Os reflexos da dialética social que mobiliza o Direito perante as cortes podem ser observados mesmo quando a controvérsia reside em questões processuais. Foi o caso da ADC 19 e da ADI 4424, que versaram sobre aspectos da instrução judicial nos crimes referentes a violência doméstica e familiar contra a mulher.
Na ADC 19, o STF afirmou a constitucionalidade do dispositivo da Lei Maria da Penha que vedava a aplicação do procedimento sumaríssimo nos crimes dessa natureza, ainda que a pena cominada, tecnicamente, permitisse-o. Ou seja, ainda que presente requisitos que atraíssem para o caso a competência do Juizado Especial Criminal, a lei, e, em controle de constitucionalidade, o STF, reconheceram a relevância social da matéria, reservando tais casos à instrução mais meticulosa e abrangente do procedimento criminal comum.

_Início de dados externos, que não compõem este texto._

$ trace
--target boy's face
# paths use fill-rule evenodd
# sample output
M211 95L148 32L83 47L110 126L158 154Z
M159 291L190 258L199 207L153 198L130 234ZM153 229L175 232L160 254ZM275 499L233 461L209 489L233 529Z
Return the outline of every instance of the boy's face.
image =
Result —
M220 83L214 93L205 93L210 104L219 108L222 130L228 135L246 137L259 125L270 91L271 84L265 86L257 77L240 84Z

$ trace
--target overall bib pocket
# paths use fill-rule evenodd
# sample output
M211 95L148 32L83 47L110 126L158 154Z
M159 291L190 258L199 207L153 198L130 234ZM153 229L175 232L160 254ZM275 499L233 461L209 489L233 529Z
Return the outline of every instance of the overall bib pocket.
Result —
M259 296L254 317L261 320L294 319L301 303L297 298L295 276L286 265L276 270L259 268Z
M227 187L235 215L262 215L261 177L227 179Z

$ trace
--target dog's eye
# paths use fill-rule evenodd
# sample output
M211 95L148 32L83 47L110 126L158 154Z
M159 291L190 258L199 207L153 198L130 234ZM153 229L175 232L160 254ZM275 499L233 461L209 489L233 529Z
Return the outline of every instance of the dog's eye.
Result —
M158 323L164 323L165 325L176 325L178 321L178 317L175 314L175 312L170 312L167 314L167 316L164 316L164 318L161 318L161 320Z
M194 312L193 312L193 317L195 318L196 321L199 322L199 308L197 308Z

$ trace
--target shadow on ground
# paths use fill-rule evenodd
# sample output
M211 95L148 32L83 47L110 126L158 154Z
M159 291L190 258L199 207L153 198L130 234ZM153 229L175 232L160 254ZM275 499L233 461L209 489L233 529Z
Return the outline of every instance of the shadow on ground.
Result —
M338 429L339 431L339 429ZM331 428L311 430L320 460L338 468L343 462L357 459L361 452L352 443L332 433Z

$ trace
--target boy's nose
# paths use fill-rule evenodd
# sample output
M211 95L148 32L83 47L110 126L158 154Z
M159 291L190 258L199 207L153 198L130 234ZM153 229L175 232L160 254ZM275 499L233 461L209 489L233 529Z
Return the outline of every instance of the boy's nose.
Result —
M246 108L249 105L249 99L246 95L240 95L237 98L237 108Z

Já na ADI 4.424, foi decidido que lesões corporais resultantes de violência doméstica contra a mulher devem ser processadas por meio de ação penal pública incondicionada. Ou seja, havendo indícios dessa violência, o MP pode fazer a denúncia independentemente de representação da vítima.
Verifica-se, em ambos os casos, a mobilização do Tribunal frente a uma luta social que se institucionaliza. Essa mobilização é tanto indireta, em razão da mera existência da Lei Maria da Penha – cuja materialização eventualmente obrigou a Corte a se manifestar sobre –, quanto direta, evidenciada pela participação de entidades ligadas a movimentos sociais na ADC 19. De qualquer forma, ambos os julgados podem ser observados como a continuação de uma pauta social que tem como paradigma a edição da lei em tela.
No primeiro julgado citado, a mensagem é clara: ainda que determinada conduta possa ser classificada como de menor potencial ofensivo, dentro deste contexto – de violência doméstica contra a mulher –, ela não será assim processada. Já o segundo julgado, ao permitir que o MP não se condicione à representação da vítima, passam a ser objetos da lei os casos em que a situação de vulnerabilidade da mulher é tamanha que, mesmo diante de agressão, ela não se vê em condições de denunciar o agressor.
Portanto, a atuação da Corte fortificou as disposições da lei em questão e ampliou seus mecanismos de proteção. Nos termos de Mc Cann, esse enquadramento legal mais severo opera em nível constitutivo, fomentando o repúdio à violência doméstica e encorajando denúncias. Também opera em nível estratégico, pois abre mais caminhos para que diversos atores possam levar eventuais agressões à apreciação judicial, que se processará ainda que a vítima não esteja em condições, por motivos de coação do agressor ou de qualquer tipo de vulnerabilidade, de representação.
As decisões trazidas pacificaram divergências que existiam a respeito da aplicação da Lei Maria da Penha. Em ambos os casos, as decisões do STF foram ao encontro do caráter protetivo desse diploma, ampliando o alcance do Estado nos casos de crimes de violência doméstica contra a mulher, ainda que se tratasse de questões eminentemente processuais. Toda mobilização social que antecedeu e resultou na edição da Lei n. 11.340/2006, 6 anos depois, toma a via judicial na forma das ações trazidas neste texto. Essa dinâmica evidência que o fenômeno da judicialização não se inicia nos tribunais e nem se restringe a eles, mas é fruto de uma ação coletiva espontânea que, agora, busca outros caminhos, além do político, para a efetivação de direitos.